高分解能な光学衛星やSAR衛星のデータが用意される

左がRGBでの可視化、右が植生データとのかけあわせ

人流データを組み合わせた例

 今回は開発環境もクラウド上で実装した。これまでは衛星データをダウンロードし、機械学習を使うのであれば、GPU搭載のサーバーを調達する必要があった。しかし、Tellusでは、Jupiter Notebookをベースに、Pythonでそのまま開発できる。「宇宙から見たデータを見ることで、どこに雪が降っているか、その雪がサラサラなのか、カチカチなのかを見極めることができる」と田中氏は語る。

トレーニングの申し込みは1000人超!Tellusにはすでにユーザーがいる

 TellusはインターフェイスとしてのOSや開発環境、バックエンドのコンピュートインフラのみならず、ユーザーを開発するためのさまざまな仕掛けが用意されている。衛星データ利活用のナレッジを発信するオウンドメディア「宙畑(そらばたけ)」もその施策の1つだ。Tellusといっしょに育てた結果、去年に比べてUU7400も2万3400になり、PVも2.5倍に膨らんだという。

オウンドメディア「宙畑」も成長中

 また、SIGNATEと組んで「Tellus Satellite Challange」というコンテストも実施した。2回のコンテストの投稿者は233人、述べ投稿数も3975件にまで及んでいる。さらに技術トレーニング「Tellus Satellite Boot Camp」も実施しており、東京、大阪、福岡、山口、札幌で165人が受講した。申込件数は1000人を超えており、関心の高さが伺える。「通常、サービスのローンチはこれから開発者を増やしますという話になりますが、Tellusに関してはもう開発者がいます」と田中氏は語る。

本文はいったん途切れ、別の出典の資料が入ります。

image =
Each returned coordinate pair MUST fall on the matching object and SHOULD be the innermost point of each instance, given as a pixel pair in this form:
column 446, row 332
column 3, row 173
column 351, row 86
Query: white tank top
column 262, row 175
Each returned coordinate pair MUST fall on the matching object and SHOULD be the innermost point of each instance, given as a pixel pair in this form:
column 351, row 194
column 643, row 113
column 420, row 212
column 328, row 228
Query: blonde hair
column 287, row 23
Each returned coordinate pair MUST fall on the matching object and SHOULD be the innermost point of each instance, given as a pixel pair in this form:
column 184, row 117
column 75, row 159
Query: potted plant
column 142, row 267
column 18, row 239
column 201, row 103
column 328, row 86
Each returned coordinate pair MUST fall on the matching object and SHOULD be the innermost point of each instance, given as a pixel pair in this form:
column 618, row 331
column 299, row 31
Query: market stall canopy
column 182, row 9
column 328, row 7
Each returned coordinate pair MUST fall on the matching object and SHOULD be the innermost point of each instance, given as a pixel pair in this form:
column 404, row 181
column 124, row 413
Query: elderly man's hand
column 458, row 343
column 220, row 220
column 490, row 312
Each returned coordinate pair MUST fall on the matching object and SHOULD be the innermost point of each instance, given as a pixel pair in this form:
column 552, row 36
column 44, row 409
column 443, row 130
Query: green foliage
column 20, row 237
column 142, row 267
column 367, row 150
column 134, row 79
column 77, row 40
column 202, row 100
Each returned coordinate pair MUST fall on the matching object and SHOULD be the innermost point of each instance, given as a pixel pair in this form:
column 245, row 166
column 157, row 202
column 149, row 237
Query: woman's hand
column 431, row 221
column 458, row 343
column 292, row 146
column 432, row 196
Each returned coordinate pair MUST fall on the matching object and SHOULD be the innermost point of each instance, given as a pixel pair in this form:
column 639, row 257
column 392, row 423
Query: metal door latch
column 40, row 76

 最後、田中氏はTellusの新しさとして、「高解像度・高精度の衛星データが無償で利用できる」「解析のための高性能なコンピューティング環境がセットで提供される」「できたものが商用利用できる」の3つを挙げた。

xData Allianceには新たにシスコとシャープが参加

 続いてさくらインターネット フェローの小笠原治氏は、Tellusの開発や利用促進を目的とした「xData Allience」について説明した。

さくらインターネット フェロー 小笠原治氏

 昨年、Tellusの発表とともにスタートしたxData Allianceは21社でスタート。データ利活用・収集をメインとする企業ならず、スタートアップの参加を促進するベンチャーキャピタルや、ディープラーニングを駆使するAI系の企業も参加しているという。

 たとえば、メルカリの研究開発組織であるR4Dでは、衛星データを利用して植生や土壌などの地表面を検証し、営農による変化量や効果量を数値化する技術を研究中。また、メタップスは衛星データとブロックチェーンを用いて仮想空間にもう一つの「地球」を作る「EXA(エクサ)」というプロジェクトを推進している。

 また、同日付でシスコとシャープの参加が発表され、アライアンスへの参加は23社となった。シャープは「SHARP 8K Lab」で培ってきたデジタル画像のアップコンバージョン技術とAIを活用し、衛星データを高解像データに変換。これにより、Tellusをより使いやすくするという。

xData Allieanceにはシスコとシャープが新たに参加

 世界的に成長を続ける宇宙産業の業界において、米国では1000以上のスタートアップが生まれているが、日本では30にとどまるという。こうした中、ユーザー開発を掲げたTellusによって、どんな新しいビジネスが生まれるのか? AIやIoTを用いたデータの利活用やインフラ事業者であるさくらインターネットの新しいチャレンジという点でも関心は尽きない。